LNG adds a complication to the traditional natural gas market pricing scheme. A greater reliance on LNG could mean a large increase in costs because the United States would be forced to compete for supplies with Europe and Asia.
LNG is the fastest growing sector of the global hydrocarbon business and is expected to grow 5 percent a year until 2030, reaching about 16 percent of the world's natural gas market, according to Exxon Mobil Corp. Royal Dutch Shell PLC and Total SA estimate it is growing at 10 percent a year.
Most of the demand is from Asia and Europe, which rely more on LNG and often pay higher prices than U.S. markets.
U.S. natural gas prices offer a base that LNG producers can expect in the United States, which has significant storage capacity for gas when demand is low. As a result, U.S. markets are committed only to short-term contracts with LNG suppliers -- a structure that could expose the United States to supply shortages and price jumps if the country becomes too dependent on LNG.

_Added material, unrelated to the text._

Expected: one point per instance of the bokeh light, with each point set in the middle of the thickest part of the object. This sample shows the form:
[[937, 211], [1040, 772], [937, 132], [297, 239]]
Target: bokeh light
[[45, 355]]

"As price chasers, uncommitted supplies of LNG introduce a whole new dynamic to fuel price analysis," the consulting firm Global Energy Decisions said in a report.
LNG's tendency to drift toward higher prices has led to decreased U.S. imports after initial higher expectations. LNG imports hit 600 billion cubic feet in 2004, falling to around 550 billion cubic feet in 2005 and even lower in 2006. Imports were strong last year, reaching a record 771 billion cubic feet, but they fell dramatically last winter as demand in Europe and Asia jumped sharply and are expected to decrease by 12 percent this year, according to EIA.
Cambridge Energy Research Associates (CERA) recently issued an analysis cutting expected 2008 LNG imports from 3.2 billion cubic feet per day to 2.6 billion cubic feet per day because of overseas demand and realized time to full production capacity for new facilities. The firm expects U.S. imports to reach 5 trillion cubic feet by 2015, while the Energy Department's EIA predicts 2 trillion cubic feet in the same period.
LNG's volatile market dynamics are not helping make its case in Oregon, where many worry about disturbing the environment for a finicky fuel supply.
And environmentalists say this forecast of a dramatic rise in natural gas use based on carbon-emission caps is not a foregone conclusion.
"There is such a huge energy efficiency resource we need to take advantage of ... focusing on off-the-shelf [green] technologies and those we can see," said Jim Presswood, an energy lobbyist with the Natural Resources Defense Council. While natural gas must be part of the U.S. fuel mix for the foreseeable future, he said, the country does not need to rely heavily on it even in the short term.
Environmentalists also say carbon emissions associated with LNG transportation and regasification must be considered in any climate calculations, although even including that would still keep it far ahead of coal's emissions.
Kulongoski has said he does not want LNG terminals that aren't needed to meet the state's energy demands. The Oregon Energy Department has determined that one terminal would meet the state's future needs, with any additional gas being sent to California.
The governor wrote to FERC in February, requesting it to hold off reviewing the three terminal license applications until it has analyzed Oregon's need for LNG or how many terminals would be required to fulfill future demand.
"The approach of approving far more facilities than will ever be built is unacceptable to me," Kulongoski wrote. "Facilities like LNG terminals, which have the potential for significant environmental impact should only proceed if it is determined that natural gas is needed and after a comprehensive review that determines both environmental and market objectives are met."
Oregon Democratic Sen. Ron Wyden took aim at FERC authority over LNG terminal-siting this week, introducing legislation aimed at repealing the agency's siting authority. This is not the first effort to repeal FERC's siting power; other efforts have failed.
For his part, Kulongoski is threatening to stop terminals he believes are unnecessary by going to court or using permitting authority given the state under federal water and air pollution laws and the Coastal Zone Management Act -- methods tried by other states (see sidebar).